Is there anyone out there who doesn’t understand why I question the research studies conducted by, or on behalf of, the anti-smoker brigade and their partners in the pharmaceutical industry?
PS: Dr. Michael Siegel wrote an article on his blog yesterday about the smoking cessation drug Chantix. He claims a number of tobacco control researchers and authorities on an expert panel made recommendations for the treatment of nicotine dependence, “despite having significant financial conflicts of interest by virtue of their financial relationships with Big Pharma”. (Tobacco Analysis)
Interesting.
2 comments:
Soemthing I've always believed is that the amount of fraud in "tobacco control" research must be considerably higher than in other areas.
Why do I believe that? Simply because I believe *most* researchers are at least somewhat ethical. That sense of ethics keeps many of them from "tweaking" studies just to get the results pleasing to their "sponsors." They may *design* studies to give the desired results, but I think most of them draw the line when it comes to outright fraud.
So why is tobacco research different? Why do I believe it is likely to have more outright fraud involved? Simply because many of the researchers who take on studies that are going to directly impact such policies as smoking bans and taxes sincerely believe that they are, more or less, on a "mission from God." Yes, they want to get their check in the mail just as badly as the researcher studying a pain pill for a drug company, but not only do they have a strong direction clearly given to them as to "desired' results, they also often have a firm belief about what the correct results SHOULD show. So when the answers come back not quite right they can salve their conscience while doing the numbers juggling by saying "It's for the greater good." or "Look, I *know* this ban MUST be cutting heart attacks and my numbers are ALMOST statistically significant, so let me just add a couple more AMIs into the third column over here so it'll come out properly."
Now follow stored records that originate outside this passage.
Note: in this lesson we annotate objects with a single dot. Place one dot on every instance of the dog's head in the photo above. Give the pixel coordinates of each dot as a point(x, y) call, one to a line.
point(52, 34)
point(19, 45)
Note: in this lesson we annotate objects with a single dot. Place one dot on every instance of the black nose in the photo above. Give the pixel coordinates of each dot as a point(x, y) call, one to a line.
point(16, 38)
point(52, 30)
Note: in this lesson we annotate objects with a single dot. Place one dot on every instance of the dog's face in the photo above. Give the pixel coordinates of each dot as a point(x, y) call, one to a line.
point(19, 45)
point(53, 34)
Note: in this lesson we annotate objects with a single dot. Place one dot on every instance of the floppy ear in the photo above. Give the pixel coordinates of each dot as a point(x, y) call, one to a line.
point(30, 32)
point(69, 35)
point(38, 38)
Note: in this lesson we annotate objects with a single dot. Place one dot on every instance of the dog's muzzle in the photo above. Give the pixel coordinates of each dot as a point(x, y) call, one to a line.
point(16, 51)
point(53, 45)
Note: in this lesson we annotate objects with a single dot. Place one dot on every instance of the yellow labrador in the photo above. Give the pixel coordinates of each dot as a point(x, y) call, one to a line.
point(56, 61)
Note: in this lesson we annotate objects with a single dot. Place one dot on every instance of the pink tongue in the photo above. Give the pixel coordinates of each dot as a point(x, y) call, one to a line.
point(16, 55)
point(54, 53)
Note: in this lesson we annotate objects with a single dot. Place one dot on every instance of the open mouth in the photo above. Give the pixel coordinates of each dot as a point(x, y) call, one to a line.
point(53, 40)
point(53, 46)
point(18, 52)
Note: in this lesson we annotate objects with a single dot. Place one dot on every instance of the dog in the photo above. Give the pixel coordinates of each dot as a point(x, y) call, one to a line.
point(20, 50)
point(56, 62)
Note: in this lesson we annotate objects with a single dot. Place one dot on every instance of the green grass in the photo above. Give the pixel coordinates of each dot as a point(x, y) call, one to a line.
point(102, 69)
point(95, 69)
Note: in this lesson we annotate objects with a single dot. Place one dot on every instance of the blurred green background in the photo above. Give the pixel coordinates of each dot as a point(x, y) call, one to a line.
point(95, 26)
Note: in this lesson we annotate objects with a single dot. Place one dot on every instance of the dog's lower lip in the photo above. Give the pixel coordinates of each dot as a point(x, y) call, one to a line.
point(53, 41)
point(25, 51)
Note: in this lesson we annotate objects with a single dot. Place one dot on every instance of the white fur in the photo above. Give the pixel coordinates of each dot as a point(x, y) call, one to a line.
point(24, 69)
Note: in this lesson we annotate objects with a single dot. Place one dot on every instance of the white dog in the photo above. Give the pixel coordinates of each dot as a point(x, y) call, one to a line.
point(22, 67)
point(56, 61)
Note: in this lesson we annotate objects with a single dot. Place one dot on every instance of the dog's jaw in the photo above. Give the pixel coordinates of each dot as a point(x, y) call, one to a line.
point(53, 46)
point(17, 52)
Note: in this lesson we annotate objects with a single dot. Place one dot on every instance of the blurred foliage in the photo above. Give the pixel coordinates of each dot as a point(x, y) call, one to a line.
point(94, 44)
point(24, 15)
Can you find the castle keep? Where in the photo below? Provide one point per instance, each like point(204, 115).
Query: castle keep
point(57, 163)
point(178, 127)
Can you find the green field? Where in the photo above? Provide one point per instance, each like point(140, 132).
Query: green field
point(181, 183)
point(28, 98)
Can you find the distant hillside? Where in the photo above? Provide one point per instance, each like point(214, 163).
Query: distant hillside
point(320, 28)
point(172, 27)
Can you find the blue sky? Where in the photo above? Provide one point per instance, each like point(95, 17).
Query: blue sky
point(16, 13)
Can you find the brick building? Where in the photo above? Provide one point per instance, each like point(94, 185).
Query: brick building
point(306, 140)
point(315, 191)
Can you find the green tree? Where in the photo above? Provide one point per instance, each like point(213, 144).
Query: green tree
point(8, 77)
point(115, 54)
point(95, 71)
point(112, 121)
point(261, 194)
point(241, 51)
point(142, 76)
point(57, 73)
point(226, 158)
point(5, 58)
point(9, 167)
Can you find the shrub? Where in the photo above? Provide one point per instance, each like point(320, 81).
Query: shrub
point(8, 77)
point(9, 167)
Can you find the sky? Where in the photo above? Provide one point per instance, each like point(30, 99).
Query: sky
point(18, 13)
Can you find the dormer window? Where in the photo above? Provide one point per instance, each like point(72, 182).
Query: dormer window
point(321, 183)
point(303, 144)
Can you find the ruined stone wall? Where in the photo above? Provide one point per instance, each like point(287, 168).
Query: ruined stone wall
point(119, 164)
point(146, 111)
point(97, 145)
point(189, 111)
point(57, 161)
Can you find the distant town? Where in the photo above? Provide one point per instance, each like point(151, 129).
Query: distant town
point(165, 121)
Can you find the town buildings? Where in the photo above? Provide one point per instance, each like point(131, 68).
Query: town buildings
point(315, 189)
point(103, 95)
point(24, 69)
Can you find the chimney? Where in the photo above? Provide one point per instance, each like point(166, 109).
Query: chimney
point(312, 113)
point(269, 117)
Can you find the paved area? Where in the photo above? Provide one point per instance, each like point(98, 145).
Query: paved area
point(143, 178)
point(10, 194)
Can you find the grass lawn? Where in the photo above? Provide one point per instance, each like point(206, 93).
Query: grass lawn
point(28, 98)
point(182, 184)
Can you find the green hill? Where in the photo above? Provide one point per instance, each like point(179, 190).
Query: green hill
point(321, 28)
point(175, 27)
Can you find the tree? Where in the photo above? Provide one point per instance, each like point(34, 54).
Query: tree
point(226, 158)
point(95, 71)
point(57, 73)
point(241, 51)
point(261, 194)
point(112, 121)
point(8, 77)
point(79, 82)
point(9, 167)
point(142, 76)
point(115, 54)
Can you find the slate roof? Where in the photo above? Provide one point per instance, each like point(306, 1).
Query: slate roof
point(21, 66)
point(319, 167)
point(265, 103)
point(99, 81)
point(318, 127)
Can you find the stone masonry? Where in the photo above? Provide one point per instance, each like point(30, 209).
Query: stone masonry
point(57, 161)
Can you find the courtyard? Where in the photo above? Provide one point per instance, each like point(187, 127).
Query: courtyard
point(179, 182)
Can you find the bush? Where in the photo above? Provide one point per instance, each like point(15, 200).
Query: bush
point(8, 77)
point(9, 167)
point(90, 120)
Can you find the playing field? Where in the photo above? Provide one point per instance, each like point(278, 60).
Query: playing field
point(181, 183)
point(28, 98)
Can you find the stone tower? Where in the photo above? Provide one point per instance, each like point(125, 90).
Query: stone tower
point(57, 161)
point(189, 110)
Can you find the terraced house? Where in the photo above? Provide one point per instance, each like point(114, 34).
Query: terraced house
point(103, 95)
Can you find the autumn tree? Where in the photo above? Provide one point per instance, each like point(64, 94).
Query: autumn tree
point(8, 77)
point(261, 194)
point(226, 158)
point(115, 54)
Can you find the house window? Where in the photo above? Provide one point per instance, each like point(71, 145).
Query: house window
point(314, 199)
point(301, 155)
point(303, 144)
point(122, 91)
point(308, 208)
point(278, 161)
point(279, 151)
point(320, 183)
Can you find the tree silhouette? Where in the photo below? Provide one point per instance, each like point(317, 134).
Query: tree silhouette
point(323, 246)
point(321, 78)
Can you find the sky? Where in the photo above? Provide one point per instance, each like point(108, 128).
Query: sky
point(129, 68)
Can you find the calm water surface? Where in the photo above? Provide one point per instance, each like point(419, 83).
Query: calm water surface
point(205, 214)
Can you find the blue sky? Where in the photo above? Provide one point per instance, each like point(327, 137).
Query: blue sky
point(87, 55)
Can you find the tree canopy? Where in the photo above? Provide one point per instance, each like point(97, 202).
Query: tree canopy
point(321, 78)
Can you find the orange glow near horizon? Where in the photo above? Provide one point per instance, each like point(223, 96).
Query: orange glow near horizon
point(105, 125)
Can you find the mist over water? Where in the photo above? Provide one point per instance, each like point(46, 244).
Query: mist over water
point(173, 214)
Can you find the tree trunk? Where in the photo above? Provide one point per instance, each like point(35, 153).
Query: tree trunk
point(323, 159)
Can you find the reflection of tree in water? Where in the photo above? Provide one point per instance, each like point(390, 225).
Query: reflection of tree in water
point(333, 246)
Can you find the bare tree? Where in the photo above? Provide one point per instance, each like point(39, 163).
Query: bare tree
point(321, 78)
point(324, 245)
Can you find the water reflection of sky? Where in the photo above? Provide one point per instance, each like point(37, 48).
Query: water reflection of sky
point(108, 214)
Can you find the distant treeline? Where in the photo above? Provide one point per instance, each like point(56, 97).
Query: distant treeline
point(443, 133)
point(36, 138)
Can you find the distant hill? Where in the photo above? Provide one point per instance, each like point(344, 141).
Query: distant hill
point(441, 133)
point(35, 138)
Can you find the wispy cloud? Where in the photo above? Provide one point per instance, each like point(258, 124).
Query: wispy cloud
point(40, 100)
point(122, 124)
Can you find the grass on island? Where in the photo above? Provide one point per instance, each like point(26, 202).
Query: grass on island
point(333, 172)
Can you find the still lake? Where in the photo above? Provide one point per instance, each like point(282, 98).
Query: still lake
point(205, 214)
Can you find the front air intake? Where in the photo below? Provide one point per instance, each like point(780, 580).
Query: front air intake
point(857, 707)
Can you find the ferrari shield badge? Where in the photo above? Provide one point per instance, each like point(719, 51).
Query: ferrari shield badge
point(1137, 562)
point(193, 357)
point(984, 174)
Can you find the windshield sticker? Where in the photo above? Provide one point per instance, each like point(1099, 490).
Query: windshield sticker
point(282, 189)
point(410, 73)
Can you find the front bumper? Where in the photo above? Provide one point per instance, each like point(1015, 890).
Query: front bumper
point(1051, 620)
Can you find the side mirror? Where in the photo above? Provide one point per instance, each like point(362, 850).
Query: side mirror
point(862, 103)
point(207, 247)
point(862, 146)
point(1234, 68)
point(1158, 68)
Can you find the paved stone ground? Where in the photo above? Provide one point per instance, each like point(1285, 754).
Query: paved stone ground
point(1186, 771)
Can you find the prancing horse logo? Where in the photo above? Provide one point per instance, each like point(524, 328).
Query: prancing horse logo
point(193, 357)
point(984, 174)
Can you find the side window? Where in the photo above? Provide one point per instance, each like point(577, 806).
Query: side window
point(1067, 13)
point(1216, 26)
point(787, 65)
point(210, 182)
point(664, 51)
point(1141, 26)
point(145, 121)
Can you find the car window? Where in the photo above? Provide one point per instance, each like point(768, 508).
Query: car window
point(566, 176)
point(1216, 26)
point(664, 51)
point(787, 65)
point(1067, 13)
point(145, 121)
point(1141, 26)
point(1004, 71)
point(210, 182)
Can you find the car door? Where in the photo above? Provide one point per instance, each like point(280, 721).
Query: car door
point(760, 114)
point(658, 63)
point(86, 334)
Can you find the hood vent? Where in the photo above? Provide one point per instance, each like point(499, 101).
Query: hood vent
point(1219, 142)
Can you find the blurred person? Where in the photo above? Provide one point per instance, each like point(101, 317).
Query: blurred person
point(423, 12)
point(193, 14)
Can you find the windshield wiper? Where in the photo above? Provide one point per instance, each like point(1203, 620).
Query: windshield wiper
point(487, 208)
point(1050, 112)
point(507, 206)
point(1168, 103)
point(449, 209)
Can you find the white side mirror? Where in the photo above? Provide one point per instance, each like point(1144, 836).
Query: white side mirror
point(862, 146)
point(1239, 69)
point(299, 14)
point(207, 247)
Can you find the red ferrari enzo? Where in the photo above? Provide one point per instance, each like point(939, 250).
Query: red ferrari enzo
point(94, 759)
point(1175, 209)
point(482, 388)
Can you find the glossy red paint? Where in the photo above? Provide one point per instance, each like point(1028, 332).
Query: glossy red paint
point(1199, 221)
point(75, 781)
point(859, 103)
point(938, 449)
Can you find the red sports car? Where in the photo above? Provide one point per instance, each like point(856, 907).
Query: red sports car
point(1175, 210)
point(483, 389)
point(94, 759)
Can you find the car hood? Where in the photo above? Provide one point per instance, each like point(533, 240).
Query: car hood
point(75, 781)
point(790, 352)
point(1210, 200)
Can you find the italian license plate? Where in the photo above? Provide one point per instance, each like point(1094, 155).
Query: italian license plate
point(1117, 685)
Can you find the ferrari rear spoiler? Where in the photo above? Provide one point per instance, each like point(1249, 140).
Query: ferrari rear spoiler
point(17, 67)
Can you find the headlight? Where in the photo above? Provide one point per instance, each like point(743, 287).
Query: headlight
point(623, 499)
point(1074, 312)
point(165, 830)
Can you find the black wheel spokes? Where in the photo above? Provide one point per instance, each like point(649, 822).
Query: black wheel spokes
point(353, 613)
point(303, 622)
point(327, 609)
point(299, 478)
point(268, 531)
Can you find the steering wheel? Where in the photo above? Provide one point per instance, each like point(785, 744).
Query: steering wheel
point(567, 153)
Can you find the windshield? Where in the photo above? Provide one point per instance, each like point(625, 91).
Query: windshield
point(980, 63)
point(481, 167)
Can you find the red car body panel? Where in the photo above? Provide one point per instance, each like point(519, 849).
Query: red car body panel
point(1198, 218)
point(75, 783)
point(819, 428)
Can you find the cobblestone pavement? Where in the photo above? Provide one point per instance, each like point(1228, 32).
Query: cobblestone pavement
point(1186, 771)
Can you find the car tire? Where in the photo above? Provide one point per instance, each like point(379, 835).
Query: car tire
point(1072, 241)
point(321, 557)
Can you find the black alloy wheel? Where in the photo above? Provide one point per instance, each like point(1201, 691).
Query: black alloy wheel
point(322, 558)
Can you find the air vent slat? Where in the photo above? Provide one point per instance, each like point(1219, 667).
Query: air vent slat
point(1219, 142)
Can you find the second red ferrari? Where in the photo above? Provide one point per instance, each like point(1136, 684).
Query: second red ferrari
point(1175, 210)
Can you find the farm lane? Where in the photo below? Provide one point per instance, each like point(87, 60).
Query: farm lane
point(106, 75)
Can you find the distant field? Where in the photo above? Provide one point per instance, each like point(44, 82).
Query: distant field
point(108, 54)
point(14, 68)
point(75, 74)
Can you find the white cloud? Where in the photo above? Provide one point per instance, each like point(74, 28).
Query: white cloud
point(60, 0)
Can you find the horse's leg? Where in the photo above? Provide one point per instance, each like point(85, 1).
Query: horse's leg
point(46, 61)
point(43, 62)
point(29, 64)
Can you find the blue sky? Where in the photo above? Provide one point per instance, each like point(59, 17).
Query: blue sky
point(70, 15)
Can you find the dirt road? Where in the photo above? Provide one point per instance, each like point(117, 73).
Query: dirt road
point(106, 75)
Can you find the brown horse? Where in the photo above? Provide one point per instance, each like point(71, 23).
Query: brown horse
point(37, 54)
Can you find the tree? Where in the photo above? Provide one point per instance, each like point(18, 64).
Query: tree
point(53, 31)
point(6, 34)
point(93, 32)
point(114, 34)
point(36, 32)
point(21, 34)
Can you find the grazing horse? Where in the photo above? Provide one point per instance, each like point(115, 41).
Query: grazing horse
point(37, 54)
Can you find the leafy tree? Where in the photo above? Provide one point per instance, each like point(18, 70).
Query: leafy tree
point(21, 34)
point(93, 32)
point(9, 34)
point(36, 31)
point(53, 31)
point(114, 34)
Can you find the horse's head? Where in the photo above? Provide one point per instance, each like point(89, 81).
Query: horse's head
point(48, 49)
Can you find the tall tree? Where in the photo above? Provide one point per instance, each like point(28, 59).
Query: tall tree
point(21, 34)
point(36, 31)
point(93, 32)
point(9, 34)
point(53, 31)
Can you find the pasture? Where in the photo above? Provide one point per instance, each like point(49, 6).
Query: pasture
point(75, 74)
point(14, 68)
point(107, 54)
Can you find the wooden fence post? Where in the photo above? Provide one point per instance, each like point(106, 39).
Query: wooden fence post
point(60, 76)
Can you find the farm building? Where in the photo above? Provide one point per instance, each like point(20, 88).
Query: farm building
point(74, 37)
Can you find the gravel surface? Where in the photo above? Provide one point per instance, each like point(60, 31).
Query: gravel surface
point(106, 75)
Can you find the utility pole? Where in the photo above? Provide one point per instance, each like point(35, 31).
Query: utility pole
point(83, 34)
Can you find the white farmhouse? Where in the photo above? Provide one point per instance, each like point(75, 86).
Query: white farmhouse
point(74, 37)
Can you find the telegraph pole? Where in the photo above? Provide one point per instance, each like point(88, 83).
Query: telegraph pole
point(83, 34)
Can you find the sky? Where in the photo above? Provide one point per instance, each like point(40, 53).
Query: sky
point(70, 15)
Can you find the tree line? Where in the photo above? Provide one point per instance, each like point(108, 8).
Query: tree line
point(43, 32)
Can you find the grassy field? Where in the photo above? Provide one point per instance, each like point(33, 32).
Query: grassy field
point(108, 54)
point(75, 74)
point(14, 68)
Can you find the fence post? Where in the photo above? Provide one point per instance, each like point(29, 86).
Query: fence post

How much outright fraud has been committed? I don't think there's any way to know, but it's pretty clear that it's likely to be more than would generally be found in medical research.
Michael J. McFadden
Author of "Disseting Antismokers' Brains"
Old Rambler, bad research done by drug companies seems to be not only acceptable, but expected. Like the global warming crew and the antismokers, they identify the desired result, then work backwards to make the data fit. Money is the bottom line, and they don't give a rat's ass about the public, need I mention Chantix and Zyban? They work day and night to convince us that we need their crap, and people are so gullible they give antidepressants to their preschoolers and antianxiety medications to their DOGS!!! There's a good video on you tube called Aspartame, Brain Cancer And The FDA Approval Process that shows how they are able to push this stuff through. Like you, I am extremely of any claims made by the "health" industry, especially if statistics are involved.